PATRIMÓNIO DOS POBRES 

Ando cansado, embora sem desânimo de gritar pela falta de casas para os portugueses viverem com o mínimo de dignidade, moral e saúde.

Há anos que não temos notícias de qualquer construção social do Estado, como se este problema estivesse resolvido.

A semana passada paguei sete rendas de casa e alguns pobres já me pediam para três meses atrasados. O Património não aguenta a pobreza à minha volta. Calculo as angústias das famílias noutras cidades.

Quase todas mulheres abandonadas com filhos a seu cargo.

É verdade que a Segurança Social lhes promete, daqui a dois ou a três meses... e também é facto que o tribunal toma conta dos casos, mas ninguém pega no dinheiro adequado e se põe à frente: - Tome lá pois não pode viver de promessas. A comida, os remédios e outras necessidades inadiáveis, como a renda de casa não tem esperas!...

O único aluguer mais barato foi de 350€ os outros iam todos de 450€ aos 650€.

Como é possível viver com este pesadelo da casa? O mês passa depressa e os senhorios não perdoam.

Entre os sete alugueres, seis eram de mulheres abandonadas, pelos progenitores dos filhos. Deixaram-nas com dois ou três e alguns ainda crianças, juntaram-se com outras e pronto!...

Tudo lhes é permitido!

Isto é uma irresponsabilidade. Aos olhos de Deus é um crime, um pecado grave, mas à vista dos políticos, alguns fazem o mesmo e pavoneiam-se à vista de toda a gente sem qualquer vergonha.

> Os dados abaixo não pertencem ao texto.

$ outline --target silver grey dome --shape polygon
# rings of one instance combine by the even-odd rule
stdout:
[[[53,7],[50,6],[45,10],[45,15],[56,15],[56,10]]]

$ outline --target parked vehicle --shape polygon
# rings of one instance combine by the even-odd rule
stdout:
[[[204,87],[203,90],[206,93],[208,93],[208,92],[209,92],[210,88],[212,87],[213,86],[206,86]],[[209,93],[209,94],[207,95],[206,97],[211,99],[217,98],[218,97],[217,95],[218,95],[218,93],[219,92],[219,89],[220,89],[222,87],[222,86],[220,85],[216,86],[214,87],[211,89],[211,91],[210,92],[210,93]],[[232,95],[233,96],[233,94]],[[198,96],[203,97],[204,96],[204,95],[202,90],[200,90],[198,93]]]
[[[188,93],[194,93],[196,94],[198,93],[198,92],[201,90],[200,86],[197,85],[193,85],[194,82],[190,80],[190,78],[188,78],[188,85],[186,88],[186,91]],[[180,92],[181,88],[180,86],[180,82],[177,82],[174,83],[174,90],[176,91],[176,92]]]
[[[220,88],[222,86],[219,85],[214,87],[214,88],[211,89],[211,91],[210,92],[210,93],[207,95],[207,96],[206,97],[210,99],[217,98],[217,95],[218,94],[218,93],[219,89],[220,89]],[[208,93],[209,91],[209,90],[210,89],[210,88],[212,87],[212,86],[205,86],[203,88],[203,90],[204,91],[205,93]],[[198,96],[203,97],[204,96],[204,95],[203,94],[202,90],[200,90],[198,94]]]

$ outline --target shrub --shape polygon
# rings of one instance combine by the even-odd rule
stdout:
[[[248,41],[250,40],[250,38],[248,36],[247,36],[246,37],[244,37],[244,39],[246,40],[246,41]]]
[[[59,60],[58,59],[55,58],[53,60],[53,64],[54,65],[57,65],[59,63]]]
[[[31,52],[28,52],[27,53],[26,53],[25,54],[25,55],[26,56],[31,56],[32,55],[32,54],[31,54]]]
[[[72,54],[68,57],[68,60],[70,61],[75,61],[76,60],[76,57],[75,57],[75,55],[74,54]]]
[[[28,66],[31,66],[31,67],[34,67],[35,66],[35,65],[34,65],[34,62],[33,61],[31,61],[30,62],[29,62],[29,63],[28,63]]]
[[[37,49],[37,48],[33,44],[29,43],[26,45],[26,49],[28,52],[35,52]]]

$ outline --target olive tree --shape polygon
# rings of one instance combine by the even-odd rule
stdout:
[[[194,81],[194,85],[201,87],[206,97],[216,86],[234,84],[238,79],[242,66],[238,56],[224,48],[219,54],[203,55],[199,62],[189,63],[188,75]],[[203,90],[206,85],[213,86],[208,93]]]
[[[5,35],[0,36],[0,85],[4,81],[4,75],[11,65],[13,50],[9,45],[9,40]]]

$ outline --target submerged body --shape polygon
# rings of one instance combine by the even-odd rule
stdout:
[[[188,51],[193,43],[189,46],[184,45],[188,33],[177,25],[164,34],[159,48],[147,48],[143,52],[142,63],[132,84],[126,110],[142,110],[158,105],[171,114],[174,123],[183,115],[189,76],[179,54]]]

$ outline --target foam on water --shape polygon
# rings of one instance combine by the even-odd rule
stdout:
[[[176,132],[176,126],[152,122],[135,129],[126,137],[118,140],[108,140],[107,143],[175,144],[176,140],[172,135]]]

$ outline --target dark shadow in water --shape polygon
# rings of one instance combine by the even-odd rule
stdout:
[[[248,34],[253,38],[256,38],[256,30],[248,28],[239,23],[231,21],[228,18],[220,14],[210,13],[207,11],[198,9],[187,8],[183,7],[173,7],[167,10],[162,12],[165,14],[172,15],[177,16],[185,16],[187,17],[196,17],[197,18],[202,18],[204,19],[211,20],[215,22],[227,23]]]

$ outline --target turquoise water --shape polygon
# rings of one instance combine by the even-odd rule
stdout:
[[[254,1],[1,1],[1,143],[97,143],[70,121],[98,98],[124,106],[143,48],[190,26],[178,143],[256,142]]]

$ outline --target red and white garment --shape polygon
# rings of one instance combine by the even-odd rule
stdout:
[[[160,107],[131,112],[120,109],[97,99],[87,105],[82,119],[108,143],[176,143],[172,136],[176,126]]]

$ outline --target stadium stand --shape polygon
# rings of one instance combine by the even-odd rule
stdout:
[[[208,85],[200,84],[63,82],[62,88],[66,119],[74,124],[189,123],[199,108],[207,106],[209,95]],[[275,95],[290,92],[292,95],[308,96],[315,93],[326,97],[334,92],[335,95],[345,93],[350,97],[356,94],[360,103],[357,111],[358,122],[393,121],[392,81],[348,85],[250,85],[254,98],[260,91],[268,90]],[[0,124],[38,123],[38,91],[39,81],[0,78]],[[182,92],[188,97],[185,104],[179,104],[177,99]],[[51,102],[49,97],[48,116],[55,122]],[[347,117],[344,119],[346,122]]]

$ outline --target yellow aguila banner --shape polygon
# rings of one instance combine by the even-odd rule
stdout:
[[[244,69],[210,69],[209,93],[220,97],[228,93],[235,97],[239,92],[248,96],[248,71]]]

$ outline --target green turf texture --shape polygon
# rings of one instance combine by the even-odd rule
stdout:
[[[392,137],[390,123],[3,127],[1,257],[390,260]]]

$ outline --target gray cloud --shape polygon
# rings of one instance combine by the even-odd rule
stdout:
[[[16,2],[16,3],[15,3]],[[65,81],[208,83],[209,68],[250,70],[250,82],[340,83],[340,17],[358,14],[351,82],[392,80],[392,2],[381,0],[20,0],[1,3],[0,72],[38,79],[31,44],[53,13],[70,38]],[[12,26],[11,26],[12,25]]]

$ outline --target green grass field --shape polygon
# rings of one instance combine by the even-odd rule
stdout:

Uma com três filhos, fora abandonada pelo procriador das crianças, o qual trabalha na Autoeuropa com ordenado razoável. Esta ficou arrasada com três bocas a comer, duas na escola e a mais pequenina na creche. A sua renda é de 650€. Como se pode viver assim? Como?!... Falem os juristas, falem os políticos, os economistas, os banqueiros, os ricos e os remediados, falem também os pobres!

Nesta matéria os pobres são os únicos que entendem o meu grito e se deixam enternecer por estas desamparadas.

Os pobres de que falo são os mesmos que Jesus elegeu como Bem-aventurados, isto é, Felizes porque deles é o Reino dos Céus. Entre estes estão muitos dos meus leitores.

Não é a primeira vez que faço esta distinção: - Jesus não fala dos pobres de espírito, mas daqueles que tem Espírito de Pobre. Estes sim, são os únicos que entendem esta linguagem. Os que são possuídos por um Espírito de Pobreza!

Felizes porque é deles o Reino do Céus, Clérigos ou Leigos, homens ou mulheres, sábios ou ignorantes, ricos ou pobres de bens materiais, para todos, a promessa do Reino de Deus possuidores desse bem, único e raro o Espírito de Pobreza.

Este é sempre um esforço económico, diário no ser, no aparentar e no viver. É uma comunhão verdadeira com os que passam privações a qual arrasta estas pessoas a partilhar com os carentes de bens materiais, a dividir os seus haveres, os dons, o tempo e as capacidades.

Um Espírito Pobre é uma grande riqueza sobrenatural, daí que o Mestre lhes tenha prometido a intuição do seu Reino e a Eternidade como recompensa.

Foi esta pobreza, cegamente seguida por Pai Américo, que me atraiu à Obra da Rua e me tem dado Luz para eu experimentar diariamente a Providência Divina.

Veio também um homem novo, alto, dos seus trinta anos, com alguma robustez, a morar no Vale do Cobro, vestido pobremente e com um olhar triste: - Pago 550€ de renda de casa e já devo o mês passado. Não consigo pagar ó senhorio.

- Você um homem novo, o que faz? Então anda assim a pedir porquê?

- Ando às amêijoas padre. Só fiz a 4-classe e tenho 4 filhos.

- Veja se arranja um trabalho fixo nas obras, homem. Há por aí tanta carência de pessoas para trabalhar neste ramo! Fiquei sem palavras, sim, mudo a olhar o infinito.

Quando passo na Ponte Vasco da Gama nas alturas da maré baixa, vejo enterrados na lama quase até à cintura uma multidão de pessoas em busca de amêijoas e outros molúsculos que se desenvolvem na lama do rio.

Já naquele bairro paguei, durante muitos meses, a renda a uma abandonada com três filhos, pelo mesmo preço. E sinto bem a pressão de quem deve, de tal modo que, depois lhe comprei um andar na Rua Celestino Alves por não achar outro modo de me livrar daquele encargo.

Dei ao homem o cheque endossado ao senhorio e parti com uma amargura na alma que nunca mais me deixa.

Não sei bem porque me enternece muito a súplica dos homens!